For several years, Cafe Imports has primarily brought in Washed and Natural lots of Caturra and Geisha coffees from Panama, but more recently, due to what we’ve seen as a drop in both demand for the coffees as well as in some cup quality (and higher prices), we have limited our imports from this growing region. We remain hopeful that strengthening relationships with producers there and seeking out new and innovative coffees on the ground will see a triumphant return to fine coffees from Panama to our offerings list, in full force.


Panama’s coffee arrived with European immigrants in the 19th century, about 50 years after the country achieved its independence from Spain, but as an agricultural product it didn’t gain a real foothold until arguably the last 20 years.
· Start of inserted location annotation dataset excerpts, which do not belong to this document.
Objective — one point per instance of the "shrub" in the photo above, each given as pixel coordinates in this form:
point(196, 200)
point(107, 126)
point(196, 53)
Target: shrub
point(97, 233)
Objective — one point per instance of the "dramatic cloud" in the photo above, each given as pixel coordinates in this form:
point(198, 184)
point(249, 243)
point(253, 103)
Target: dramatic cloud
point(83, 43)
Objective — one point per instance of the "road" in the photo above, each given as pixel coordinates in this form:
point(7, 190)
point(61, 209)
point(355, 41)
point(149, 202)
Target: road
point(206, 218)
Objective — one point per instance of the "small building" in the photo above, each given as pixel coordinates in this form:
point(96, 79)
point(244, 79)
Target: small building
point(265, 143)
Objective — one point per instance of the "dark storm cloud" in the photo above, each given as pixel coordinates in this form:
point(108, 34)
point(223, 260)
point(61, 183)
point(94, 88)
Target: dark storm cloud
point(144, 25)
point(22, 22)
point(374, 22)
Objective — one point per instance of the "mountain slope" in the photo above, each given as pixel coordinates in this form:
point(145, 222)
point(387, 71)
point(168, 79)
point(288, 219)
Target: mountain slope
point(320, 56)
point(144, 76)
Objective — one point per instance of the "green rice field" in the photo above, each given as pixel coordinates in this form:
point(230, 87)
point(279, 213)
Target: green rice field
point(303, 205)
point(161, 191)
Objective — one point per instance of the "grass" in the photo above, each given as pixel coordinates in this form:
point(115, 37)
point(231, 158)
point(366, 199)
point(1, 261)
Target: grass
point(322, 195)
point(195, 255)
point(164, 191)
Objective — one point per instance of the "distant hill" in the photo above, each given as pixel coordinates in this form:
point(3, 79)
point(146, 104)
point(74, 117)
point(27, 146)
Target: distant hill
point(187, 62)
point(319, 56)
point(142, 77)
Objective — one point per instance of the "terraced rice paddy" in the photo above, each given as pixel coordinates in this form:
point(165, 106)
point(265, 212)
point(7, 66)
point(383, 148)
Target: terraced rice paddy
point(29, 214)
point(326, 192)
In contemporary Panama, coffee is primarily produced by smallholders from two main indigenous groups—the Bugle and Ngobe people—as well as mid- and large-scale estates owned privately, often by European or North American immigrants or their descendants.

The coffee-growing regions comprise microclimates that are varied by soil quality (there is quite a bit of volcanic soil in Volcán, for instance) and altitude (from 1,000–1650 meters), and there tends to be ample fresh water for processing.

The country itself has long been appealing to Europeans and North Americans in search of “idyllic” life in a beautiful, tropical, and relatively stable Latin American country, and the high demand for real estate, comparatively protective national labor and wage laws, and the large influence from the Global North have colluded to make Panamanian coffees among the more expensive to produce as well as to buy. Additionally, on the scale of global coffee production, Panama’s contribution is almost minuscule, and yields have been declining over the past few years.

However, the coffees’ mild profile and approachable sweet/nuttiness continue to draw fans, as a nice foil to the higher and more dynamic acidity of other Central American coffee profiles.


Since the early 2000s, the words Panama and Geisha have been almost synonymous: The variety was “rediscovered” in Boquete on the now-famous farm of Hacienda La Esmeralda, owned by the Peterson family. In 2004, the Petersons selected and separated the Geisha cherries on their farm, entering them in the Taste of Panama competition: They quickly gained the attention of the entire specialty-coffee world, and soon Geisha lots from Esmeralda were fetching upwards of $140/lb green at private online auctions.

The incredible success of Geisha for Esmeralda has naturally inspired other producers to isolate their varieties, and even to plant new Geisha trees on farms where there were previously only Caturra and Bourbon. Geisha has also spread from Panama to other producing countries, where enterprising farmers are hoping to capitalize on the name and that unmistakable floral, tea-like, delicate profile.

* Note: Unless otherwise specified by a producer, Cafe Imports prefers to spell the cultivar’s name its more traditionally accepted way: Gesha. The cultivar on Hacienda La Esmeralda typically takes the spelling Geisha, and is an exception to our general rule.